# kontur/ pfad mit verlaluf



## tantebootsy (25. Dezember 2004)

Hi,
Ich brauche in Freehand eine Kontur mit Veraluf. Es gibt doch ein Proggi, mit dem das möglich is und von dem aus ich dann in Freehand importieren könnte... war das Corel? Damit hab ich's schon versucht, ging aber nich... 
In Flash geht's, aber gute Qualität aus Flash in Freehand zu bekommen is scheinbar nich so einfach. 
Vielleicht könnt ihr mir nen Tipp geben, wie ich das hinbekommen könnte?
Danke, 
Gruß,
Micha


----------



## zechi (25. Dezember 2004)

Vielleicht hilft das:

http://www.tutorials.de/tutorials149688.html&highlight=verlauf+kontur


----------



## tantebootsy (26. Dezember 2004)

Ahhh!

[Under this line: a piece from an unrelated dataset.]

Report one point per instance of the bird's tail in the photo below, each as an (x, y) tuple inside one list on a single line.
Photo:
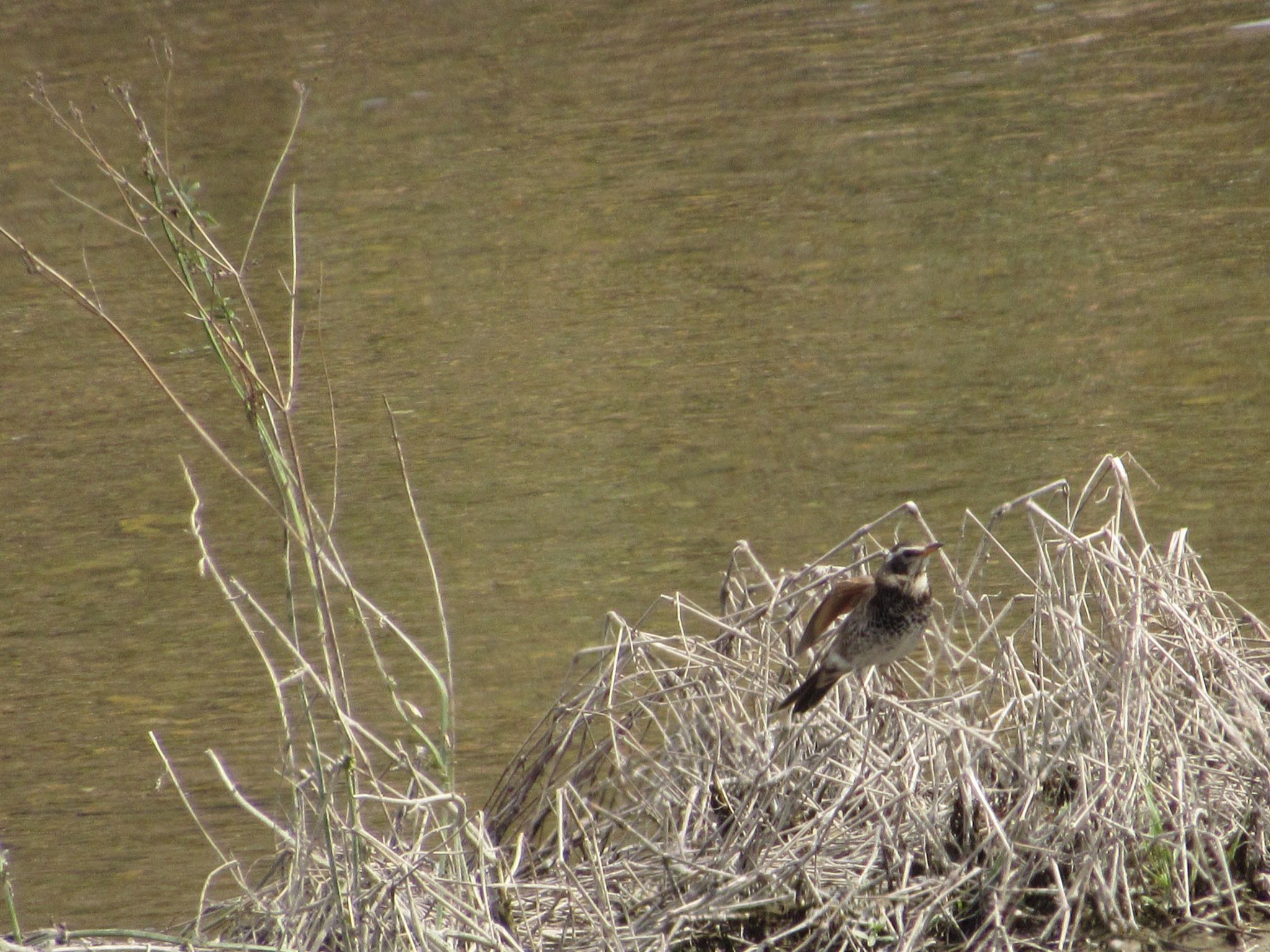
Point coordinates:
[(809, 694)]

Hab's jetzt selbst rausgefunden! Der Link, den Du mir gegeben hast, hat mich drauf gebracht... Ich hab kein Illustrator, aber auch in Freehand is' es möglich:
Man macht 'nen Pfad, geht dann auf Ändern/ Pfad ändern/ Strich erweitern und gibt dort seine gewünschten Einstellungen an.
Dann im Objekt-Inspektor auf den Verlaufs-Reiter und den gewünschten Verlauf angeben! 
Danke!
Gruß,
Micha


----------